I recently attended a Sen. John Marty town hall meeting of which at least half of the participants were passionately pro-life. It was a snapshot experience with pro-life advocates. Discussion following the meeting revealed some solutions that pro-life advocates could be setting in motion to reduce the number of abortions.
News flash. The lower the number of unwanted pregnancies equal a lower number of women who will seek an abortion. So, if pro-life advocates really do want to reduce the number of abortions, they should focus their efforts on reducing the number of unwanted pregnancies.
Abortion only becomes a divisive issue after a live sperm and a fertile egg come together in the same place. So, if pro-life advocates want to reduce the number of abortions, (something that pro-choice advocates want to do too), pro-life advocates should be actively advocating for the use of birth control methods that prevent a live sperm and a fertile egg from ever coming together in the same place: birth control methods like condoms, tubal ligation and vasectomy. Both sides of the abortion question have a vested interest in working together to do this, even if pro-choice advocates would take it one step further and advocate for other forms of birth control that pro-life advocates deem to be egregious.
When I brought this concept up at the town hall meeting, it was met with silence, except for one lone voice.
“That won’t work because condoms are only 85% effective,” someone said.
The actual number is more like 98% if condoms are used properly, but let’s go with the 85% number. To make a theoretical point (without playing whack-a-mole with all the statistical possibilities), which is better; 10,000 women with unwanted pregnancies who are tempted to get an abortion because no form of birth control was used at all or 8,500 women who didn’t get pregnant at all because a condom was used? Eighty-five hundred unwanted pregnancies that didn’t happen is a win for everyone, right?
In the public interest, for the public good, take the win. Take any win no matter how small it is. The little things add up. If your shoes or boots weigh one pound and you have a 30-inch stride, in one mile you will have lifted 2,112 pounds. In six miles you will have lifted 12,672 pounds. That’s more than the curb weight of two pick-up trucks. That’s how the differences between the pro-life advocates and the pro-choice advocates can be resolved. One step in the right direction at a time.

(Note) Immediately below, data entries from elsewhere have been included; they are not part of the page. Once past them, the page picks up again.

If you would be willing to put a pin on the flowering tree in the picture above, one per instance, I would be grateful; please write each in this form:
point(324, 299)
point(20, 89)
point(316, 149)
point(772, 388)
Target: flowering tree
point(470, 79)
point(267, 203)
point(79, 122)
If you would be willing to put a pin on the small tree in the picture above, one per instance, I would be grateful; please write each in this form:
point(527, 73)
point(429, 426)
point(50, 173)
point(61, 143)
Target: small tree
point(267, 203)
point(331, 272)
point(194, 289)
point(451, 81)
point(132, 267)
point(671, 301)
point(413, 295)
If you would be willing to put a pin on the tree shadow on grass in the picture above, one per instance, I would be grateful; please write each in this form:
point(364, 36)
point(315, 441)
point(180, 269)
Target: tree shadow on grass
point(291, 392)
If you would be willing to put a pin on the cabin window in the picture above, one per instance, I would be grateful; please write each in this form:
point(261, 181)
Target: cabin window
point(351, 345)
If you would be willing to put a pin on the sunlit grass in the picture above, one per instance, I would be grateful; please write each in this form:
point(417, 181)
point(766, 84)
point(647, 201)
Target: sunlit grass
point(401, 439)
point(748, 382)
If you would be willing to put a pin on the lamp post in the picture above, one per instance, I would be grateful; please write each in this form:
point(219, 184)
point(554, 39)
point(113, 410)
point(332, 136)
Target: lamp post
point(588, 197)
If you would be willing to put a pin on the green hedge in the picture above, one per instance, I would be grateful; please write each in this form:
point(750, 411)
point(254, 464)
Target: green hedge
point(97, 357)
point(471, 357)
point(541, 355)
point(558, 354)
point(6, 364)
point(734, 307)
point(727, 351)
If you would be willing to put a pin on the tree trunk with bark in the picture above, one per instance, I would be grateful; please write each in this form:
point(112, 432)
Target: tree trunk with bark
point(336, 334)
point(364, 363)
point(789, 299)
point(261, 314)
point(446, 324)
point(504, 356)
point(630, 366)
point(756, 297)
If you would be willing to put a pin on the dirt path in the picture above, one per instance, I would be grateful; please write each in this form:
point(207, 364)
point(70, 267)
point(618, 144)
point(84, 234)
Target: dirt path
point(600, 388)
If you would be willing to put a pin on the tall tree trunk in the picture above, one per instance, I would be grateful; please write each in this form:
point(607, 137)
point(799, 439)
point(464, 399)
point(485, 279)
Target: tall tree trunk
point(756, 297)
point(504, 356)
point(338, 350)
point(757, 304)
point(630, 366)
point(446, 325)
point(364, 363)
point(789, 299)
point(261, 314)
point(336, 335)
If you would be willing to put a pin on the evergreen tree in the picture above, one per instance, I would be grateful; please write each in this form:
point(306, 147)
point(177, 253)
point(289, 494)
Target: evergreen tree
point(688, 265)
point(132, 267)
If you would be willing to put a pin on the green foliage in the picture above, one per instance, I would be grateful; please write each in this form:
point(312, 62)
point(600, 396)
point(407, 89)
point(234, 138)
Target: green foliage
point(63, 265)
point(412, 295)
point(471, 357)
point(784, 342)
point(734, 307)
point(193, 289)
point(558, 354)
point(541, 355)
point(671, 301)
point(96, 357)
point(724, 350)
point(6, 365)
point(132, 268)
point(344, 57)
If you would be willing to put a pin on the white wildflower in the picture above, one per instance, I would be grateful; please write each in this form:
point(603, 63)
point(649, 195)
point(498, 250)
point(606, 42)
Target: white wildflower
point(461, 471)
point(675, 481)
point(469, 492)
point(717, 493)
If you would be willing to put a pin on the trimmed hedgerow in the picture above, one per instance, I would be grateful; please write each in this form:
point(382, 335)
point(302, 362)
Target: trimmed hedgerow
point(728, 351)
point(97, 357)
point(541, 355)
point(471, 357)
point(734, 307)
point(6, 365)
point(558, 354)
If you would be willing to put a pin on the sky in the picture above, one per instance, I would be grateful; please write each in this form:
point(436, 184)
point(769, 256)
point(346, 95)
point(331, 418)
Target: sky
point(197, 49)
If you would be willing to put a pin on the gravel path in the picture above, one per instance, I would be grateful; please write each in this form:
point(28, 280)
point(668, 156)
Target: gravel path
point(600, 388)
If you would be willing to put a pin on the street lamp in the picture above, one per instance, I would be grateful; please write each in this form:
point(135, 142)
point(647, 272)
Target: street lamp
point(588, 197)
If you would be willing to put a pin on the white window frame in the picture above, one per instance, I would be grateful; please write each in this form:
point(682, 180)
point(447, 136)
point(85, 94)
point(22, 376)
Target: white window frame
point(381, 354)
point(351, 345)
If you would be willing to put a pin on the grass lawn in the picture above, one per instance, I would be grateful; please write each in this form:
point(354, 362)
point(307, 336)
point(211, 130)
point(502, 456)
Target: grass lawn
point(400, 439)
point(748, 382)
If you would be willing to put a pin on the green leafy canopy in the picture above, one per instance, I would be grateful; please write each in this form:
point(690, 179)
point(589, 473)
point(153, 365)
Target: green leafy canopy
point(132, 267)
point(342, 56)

Years ago a “friend” repeatedly sent me political email messages that were full of manipulative lies. I would fact check them, and then I would notify her that the emails she was spreading around were not true. Eventually I asked her why she kept on doing this. She replied that while the email messages she was spreading around “might not be true,” she felt justified in sending them around to people anyway, because they were consistent with what she believed.

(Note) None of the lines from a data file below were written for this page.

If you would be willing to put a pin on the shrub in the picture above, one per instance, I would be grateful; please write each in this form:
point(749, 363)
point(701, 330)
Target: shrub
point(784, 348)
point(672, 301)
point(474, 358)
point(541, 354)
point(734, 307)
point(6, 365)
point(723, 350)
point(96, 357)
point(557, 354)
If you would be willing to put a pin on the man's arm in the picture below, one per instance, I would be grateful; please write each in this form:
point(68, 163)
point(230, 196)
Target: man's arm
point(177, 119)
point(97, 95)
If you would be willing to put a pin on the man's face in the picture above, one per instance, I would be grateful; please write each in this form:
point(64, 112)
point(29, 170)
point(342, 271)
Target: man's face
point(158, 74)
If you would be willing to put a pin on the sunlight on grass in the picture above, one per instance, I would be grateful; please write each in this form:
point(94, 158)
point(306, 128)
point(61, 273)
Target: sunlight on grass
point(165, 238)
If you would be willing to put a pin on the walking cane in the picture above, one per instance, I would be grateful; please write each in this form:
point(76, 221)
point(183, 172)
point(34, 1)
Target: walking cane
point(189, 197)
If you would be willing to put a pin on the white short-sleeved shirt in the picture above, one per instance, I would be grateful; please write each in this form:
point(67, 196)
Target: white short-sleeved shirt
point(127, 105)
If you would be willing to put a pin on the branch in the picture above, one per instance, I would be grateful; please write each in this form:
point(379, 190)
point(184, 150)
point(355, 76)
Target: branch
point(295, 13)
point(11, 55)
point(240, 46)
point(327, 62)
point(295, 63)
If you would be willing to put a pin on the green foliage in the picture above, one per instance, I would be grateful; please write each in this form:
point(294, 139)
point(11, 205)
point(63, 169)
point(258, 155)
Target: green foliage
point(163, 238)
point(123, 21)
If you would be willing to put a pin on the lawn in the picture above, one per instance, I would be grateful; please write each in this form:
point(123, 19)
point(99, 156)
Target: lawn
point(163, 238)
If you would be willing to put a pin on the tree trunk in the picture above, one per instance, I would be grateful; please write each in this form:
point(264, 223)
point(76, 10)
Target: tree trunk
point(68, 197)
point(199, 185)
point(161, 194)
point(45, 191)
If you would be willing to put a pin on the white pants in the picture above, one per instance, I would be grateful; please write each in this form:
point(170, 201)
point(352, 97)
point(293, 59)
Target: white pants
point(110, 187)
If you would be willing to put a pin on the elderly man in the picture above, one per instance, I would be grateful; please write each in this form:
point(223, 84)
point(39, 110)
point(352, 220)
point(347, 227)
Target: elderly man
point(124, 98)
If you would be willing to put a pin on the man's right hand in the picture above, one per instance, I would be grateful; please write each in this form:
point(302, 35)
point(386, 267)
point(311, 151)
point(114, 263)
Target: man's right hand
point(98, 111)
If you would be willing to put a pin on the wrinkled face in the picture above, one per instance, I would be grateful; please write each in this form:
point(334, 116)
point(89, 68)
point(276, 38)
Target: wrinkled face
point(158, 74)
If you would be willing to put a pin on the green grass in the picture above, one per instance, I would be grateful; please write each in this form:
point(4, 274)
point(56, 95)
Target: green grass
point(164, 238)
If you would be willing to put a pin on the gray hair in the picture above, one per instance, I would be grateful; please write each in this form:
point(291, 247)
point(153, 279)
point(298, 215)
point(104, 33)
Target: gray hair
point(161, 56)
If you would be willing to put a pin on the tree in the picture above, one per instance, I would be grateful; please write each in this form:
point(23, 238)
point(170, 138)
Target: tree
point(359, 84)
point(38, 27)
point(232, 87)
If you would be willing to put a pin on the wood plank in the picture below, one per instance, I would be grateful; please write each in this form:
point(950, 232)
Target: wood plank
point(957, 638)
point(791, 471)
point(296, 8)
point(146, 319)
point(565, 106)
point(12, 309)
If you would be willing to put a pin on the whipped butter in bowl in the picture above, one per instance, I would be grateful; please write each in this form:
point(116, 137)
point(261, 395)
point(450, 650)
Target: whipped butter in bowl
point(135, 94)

It would seem that lying to people on behalf of the Lord makes about as much sense as loving people for the benefit the devil. But religious motivations aside, lying to people and otherwise deceiving them is a poor strategy for gaining their trust. As are attempts to hard sell manipulate them into buying lies, using the same tactics that were used by used car salesmen in the 1960s.

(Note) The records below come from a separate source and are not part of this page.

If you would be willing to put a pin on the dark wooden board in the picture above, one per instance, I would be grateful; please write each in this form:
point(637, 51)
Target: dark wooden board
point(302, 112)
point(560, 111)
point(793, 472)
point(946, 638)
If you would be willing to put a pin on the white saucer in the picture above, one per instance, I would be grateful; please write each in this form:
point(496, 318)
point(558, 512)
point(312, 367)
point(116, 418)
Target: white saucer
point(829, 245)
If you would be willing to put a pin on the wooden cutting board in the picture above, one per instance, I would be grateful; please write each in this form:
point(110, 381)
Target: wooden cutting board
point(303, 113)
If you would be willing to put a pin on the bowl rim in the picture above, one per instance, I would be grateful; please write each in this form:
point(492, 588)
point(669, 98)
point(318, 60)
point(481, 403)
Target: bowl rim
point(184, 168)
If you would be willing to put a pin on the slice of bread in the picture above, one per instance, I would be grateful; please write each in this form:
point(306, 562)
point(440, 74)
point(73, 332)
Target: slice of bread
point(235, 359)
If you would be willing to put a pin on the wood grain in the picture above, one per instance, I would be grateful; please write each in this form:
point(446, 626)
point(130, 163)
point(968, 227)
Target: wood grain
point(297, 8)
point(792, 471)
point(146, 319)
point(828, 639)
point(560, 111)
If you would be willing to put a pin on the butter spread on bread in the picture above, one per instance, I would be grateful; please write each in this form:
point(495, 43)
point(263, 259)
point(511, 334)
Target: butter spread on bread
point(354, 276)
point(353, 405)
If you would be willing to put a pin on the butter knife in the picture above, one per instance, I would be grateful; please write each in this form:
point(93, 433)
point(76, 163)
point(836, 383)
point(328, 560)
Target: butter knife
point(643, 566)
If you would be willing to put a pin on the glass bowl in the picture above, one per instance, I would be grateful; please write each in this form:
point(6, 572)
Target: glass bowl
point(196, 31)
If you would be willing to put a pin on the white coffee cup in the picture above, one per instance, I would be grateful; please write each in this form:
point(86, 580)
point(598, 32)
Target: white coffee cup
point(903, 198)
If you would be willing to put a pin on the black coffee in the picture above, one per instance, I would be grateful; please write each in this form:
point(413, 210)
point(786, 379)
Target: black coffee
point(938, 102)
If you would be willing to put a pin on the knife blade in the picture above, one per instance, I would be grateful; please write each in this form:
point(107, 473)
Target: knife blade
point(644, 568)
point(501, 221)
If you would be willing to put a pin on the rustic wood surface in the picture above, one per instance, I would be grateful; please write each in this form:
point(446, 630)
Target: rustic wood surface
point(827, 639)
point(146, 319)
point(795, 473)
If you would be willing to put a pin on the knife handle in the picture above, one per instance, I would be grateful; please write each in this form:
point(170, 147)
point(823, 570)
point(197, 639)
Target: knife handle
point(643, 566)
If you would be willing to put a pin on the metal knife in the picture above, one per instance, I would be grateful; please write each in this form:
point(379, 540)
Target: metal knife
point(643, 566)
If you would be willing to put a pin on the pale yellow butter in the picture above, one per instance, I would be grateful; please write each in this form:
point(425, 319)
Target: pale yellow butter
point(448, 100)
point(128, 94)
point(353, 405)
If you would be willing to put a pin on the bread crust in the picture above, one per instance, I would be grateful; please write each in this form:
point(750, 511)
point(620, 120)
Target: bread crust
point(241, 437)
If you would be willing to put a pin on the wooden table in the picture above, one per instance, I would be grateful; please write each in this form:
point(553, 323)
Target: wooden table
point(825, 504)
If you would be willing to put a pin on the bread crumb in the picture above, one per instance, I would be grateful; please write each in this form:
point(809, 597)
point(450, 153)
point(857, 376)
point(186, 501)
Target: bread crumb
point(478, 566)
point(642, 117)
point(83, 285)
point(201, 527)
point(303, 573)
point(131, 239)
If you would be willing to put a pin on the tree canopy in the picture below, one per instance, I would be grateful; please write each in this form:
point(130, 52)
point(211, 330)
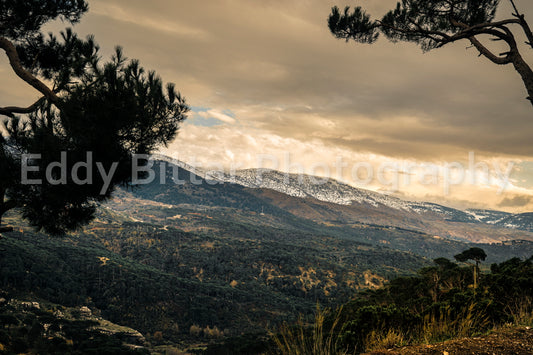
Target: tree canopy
point(91, 111)
point(436, 23)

If pro-life advocates want to be seen by pro-choice advocates as having credibility and credible ideas that are worthy of consideration; if they want to win the public over to their point of view, just having values, beliefs and a game plan to manipulate people into believing that they are right, isn’t good enough. Pro-life advocates need a new direction, and a new solid platform of sensible and believable talking points.
The pro-life movement has a vocal, prickly, assertive, angry and off-putting surface to it. It is essentially trying to draw people in by pushing them away. But at the core of the pro-life movement are people who share something in common with the people at the core of the pro-choice movement. Sincere, passionate, good intent. It is through this door of good intent that reason for hope exists. That the conflict between these two groups can find a peaceful resolution.
John Mattsen is a retired federal law enforcement officer with a degree in secondary education specializing in the social sciences, and a minor in psychology. His position on the complex issue of abortion is still evolving.